Annem maalesef kararlı bir kadındı ve benim özür dilemeyip suratına bile bakmamam bunu tetiklemişti. Hatalı o iken asla özür dilemeyi düşünmüyordum. Şimdi ise benden daha çok sevdiğine emin olduğum büyük kırmızı arabasıyla beni psikoloğa götürüyordu. İtiraz etmedim, aslında hiç bir şey söylemedim. Kavga ettiğimiz iğrenç günden sonra hiç konuşmamıştık. Babamla ufak tefek konuşmalarımız- daha doğrusu ağzını aramam ve onun hiçbir şey anlatmaması- olsa da annemi görmezden geliyordum.

Bunu anlayınca o da beni görmemeye başlamıştı. Bu benim işime geliyordu. Beni böyle kabul etmek zorundaydı. Etmezse olacaklar farklıydı tabiki ama negatif düşünmek istemiyordum.

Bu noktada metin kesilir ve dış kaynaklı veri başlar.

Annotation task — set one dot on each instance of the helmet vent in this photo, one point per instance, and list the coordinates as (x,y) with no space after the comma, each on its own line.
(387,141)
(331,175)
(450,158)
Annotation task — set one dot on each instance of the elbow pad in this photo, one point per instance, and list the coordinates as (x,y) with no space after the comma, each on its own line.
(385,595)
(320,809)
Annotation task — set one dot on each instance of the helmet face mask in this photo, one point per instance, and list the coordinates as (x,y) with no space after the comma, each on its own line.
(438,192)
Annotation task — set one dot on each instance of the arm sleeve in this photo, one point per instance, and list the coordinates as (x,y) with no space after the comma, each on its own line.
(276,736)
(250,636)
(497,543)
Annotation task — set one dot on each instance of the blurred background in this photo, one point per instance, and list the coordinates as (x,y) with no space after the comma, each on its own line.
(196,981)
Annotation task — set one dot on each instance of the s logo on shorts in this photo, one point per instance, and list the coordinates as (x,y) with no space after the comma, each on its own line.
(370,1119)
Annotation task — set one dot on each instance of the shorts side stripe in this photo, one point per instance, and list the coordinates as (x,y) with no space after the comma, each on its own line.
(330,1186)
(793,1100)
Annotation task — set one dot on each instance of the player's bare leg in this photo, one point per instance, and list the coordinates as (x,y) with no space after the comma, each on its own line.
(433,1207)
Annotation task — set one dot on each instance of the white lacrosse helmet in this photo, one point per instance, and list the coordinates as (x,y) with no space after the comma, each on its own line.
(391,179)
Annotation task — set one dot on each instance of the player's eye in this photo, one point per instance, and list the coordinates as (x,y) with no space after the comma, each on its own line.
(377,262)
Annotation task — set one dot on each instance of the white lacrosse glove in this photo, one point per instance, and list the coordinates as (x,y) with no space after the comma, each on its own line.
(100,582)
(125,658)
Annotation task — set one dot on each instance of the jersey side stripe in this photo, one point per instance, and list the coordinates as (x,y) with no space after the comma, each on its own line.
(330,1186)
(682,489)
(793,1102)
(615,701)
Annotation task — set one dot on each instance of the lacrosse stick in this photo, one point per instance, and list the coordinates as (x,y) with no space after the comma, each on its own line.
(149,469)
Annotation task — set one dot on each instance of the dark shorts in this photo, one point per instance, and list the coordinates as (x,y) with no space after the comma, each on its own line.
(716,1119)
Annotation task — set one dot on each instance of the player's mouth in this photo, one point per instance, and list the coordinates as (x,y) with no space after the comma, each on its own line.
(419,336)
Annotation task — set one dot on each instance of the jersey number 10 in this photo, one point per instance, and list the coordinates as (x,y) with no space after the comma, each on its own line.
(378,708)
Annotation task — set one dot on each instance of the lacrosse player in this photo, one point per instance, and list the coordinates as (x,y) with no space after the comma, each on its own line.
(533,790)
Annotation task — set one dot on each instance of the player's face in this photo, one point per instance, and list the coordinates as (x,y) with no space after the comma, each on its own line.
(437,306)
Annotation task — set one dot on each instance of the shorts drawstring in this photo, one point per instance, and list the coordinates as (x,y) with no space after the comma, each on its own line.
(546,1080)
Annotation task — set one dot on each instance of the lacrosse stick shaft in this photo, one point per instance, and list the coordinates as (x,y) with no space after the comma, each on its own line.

Olanları sadece Jimin, Seokjin hyung, Yugyeom ve Hoseok hyunga anlatmıştım. Seokjin hyung büyük ihtimalle sevgilisi Namjoon'a anlatmıştı ama pek umursadığım söylenemezdi çünkü Namjoon hyungu seviyordum. Onunla konuşmak belki yararlı olabilirdi. Gerçekten çok zeki bir adamdı zaten mühendis olmasından anlaşılıyordu. Bazen okuduğumuz kitaplar hakkında konuşuyorduk ve eğlenceli oluyordu.

Bizi birlikte görmek Seokjin hyungu mutlu ediyordu, onu mutlu görmek beni daha çok sevindiriyordu. Seokjin hyung üniversite son sınıfdı. Namjoon hyung ise bu sene mezun olmuş ve gerçekten çok güzel bir iş bulmuştu. Birlikte bir ev almışlardı ve birlikte yaşıyorlardı. Ev büyük ve çok güzeldi. Bazen kalmaya bile gidiyorduk. Alınmasında Namjoon hyungun annesinin de payı olsa da bunu biz hariç kimse bilmiyordu. Bazen onlara gerçekten çok özeniyordum ama maalesef doğuştan şanssız gibi bir şeydim.

Araba aniden durunca dışarıya baktım. Önümde tanıdık beyaz ve büyük hastaneyi görünce arabanın kapısını açıp dışarı çıktım. Kapıyı arkamdan bilerek sertçe kapattıktan sonra Siyah şişme montumu ve içine giydiğim bol soluk gri tişörtü düzeltip yürümeye başladım. Altımdaki bol eşofmanımdan gelen sesle telefonumun cebimde olduğu anlaşılıyordu.

Ayak seslerinden annemin peşimden geldiğini hissedebiliyordum. Umursamaz davranmaya çalışıp hastanenin dönen kapısından geçtikten sonra asansöre baktım. Kalabalık olduğunu görünce nefesimi vererek merdivenlerden 2. kata çıkmaya başladım. Sonunda uzun kolidora geldiğimde her zamanki bildiğim kahverengi kapıyı gördüğüm gibi ona doğru yürümeye başladım.

Kapının tam önünde durunca derin bir nefes alıp önce yere ardında kafamı çevirip arkamda çökmüş olan anneme baktım. Üzgün bir şekilde elini omzuma koyup okşadı. Artık onu görünce hiç bir şey şey hissedemiyordum.

"Yapabilirsin Jeongguk."

Onun desteğine ihtiyacım olmadığını kendime hatırlatıp tekrar önüme döndüm ve kapıyı yavaşça tıkladım. Psikoloğum bir şey söylememesine rağmen içeriye girip karşımda oturan siyah, üstünde kırmızı bir yılan olan gucci kazaklı, siyah çerçeveli gözlükleriyle kahvesini yudumlayan bedene baktım.

Beni görünce istemsizce sırıtmıştı. Aynı şey bana da olmuştu. İçimden bir kez daha Bay Kim'in gerçekten yakışıklı bir adam olduğunu geçirdim.

"Hoş geldin Jungkook."

"Hoş bulduk Bay Kim."

Gülümsemeye çalışarak her zamanki siyah deri koltuğa oturdum. Gözlüklerini çıkartıp kitaplarının üzerine bıraktıktan sonra bana döndü.